3. Anforderungen an den Geschädigten

Danach haben die Oberlandesgerichte (OLG) der Republik ihre Rechtsprechung angepasst. Es gibt mehrere Fallgruppen, die unterschiedlich hohe Hürden bei der Durchsetzung des Unfallschadens mit sich bringen:
 

a) Unreparierter Vorschaden außerhalb des Neuschadensbereichs

Der „Altschaden“ ist unproblematisch. Nur für die Bewertung von Wiederbeschaffungswert und Restwert muss er berücksichtigt werden. Das wiederum ist relevant für die Frage, wann ein Reparaturschaden oder ein Totalschaden vorliegt.
 

b) Unreparierter Vorschaden im Bereich des Neuschadens

Wenn sich alte und der neue Schaden überlagern, wird es bereits kompliziert. Der Geschädigte muss vortragen und beweisen, dass durch den neuen Schaden eine weitergehende Beschädigung eingetreten ist. Wenn es ein Gutachten zum Vorschaden gibt, ist das einfach. Wenn nicht, muss der Geschädigte so genau wie möglich zum Vorschaden vortragen. Andernfalls hat er das Problem, dass eine Abgrenzbarkeit nicht gegeben ist. Die Folge: Kein Ersatz des neuen Schadens.

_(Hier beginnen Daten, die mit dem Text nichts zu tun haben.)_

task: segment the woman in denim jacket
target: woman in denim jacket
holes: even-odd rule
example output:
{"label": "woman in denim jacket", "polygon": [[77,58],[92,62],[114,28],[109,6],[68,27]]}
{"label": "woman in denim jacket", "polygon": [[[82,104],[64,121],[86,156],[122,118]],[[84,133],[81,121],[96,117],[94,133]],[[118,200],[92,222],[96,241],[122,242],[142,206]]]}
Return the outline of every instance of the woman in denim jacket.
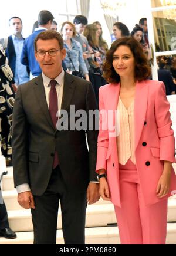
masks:
{"label": "woman in denim jacket", "polygon": [[80,44],[73,39],[76,35],[74,24],[65,21],[61,27],[62,35],[64,41],[64,47],[66,50],[65,63],[70,73],[80,76],[81,71],[86,80],[89,81],[89,72],[83,57]]}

Tip: Der BGH (BGH DAR 90, 224 = zfs 90, 258) lässt bei einer Abgrenzungsunsicherheit einen Abschlag zu, der durch das Gericht geschätzt werden kann.


c)  Angeblich reparierter Vorschaden außerhalb des Neuschadensbereichs

Die Fallgruppe ist, ähnlich wie a) nur dann relevant, wenn ein Einfluss auf den Wiederbeschaffungsaufwand (Wiederbeschaffungswert abzüglich Restwert) entsteht. Dann reicht es aber aus, wenn der Geschädigte Angaben zur Entstehung macht und behauptet, dass eine sach- und fachgerechte Reparatur erfolgt ist. Alles andere würde, so das OLG Hamm überzogene Anforderungen an die Darlegungs- und Beweislast bedeuten.
 

d)  Angeblich reparierter Vorschaden im Bereich des Neuschadens

Hier liegt ein Überlagerungsfall mit den größten Schwierigkeiten vor. Nur wenn ganz klar ist, wie das Fahrzeug zuvor beschädigt war und wie die Reparatur durchgeführt worden ist, kann ein Sachverständiger den neuen Schaden feststellen. Es reicht nicht, wenn die Reparatur nur behauptet wird. Die Gerichte wollen vom Geschädigten ganz genau wissen, wer was und wie instand gesetzt hat. Sonst geht er leer aus.

Tip: Hier hilft dem Geschädigten die eingangs erwähnte Entscheidung des BGH. Wenn der Schaden beim Vorbesitzer eingetreten ist und der Besitzer nicht in der Lage ist, Angaben zu machen, reicht es aus, wenn er die Reparatur behauptet.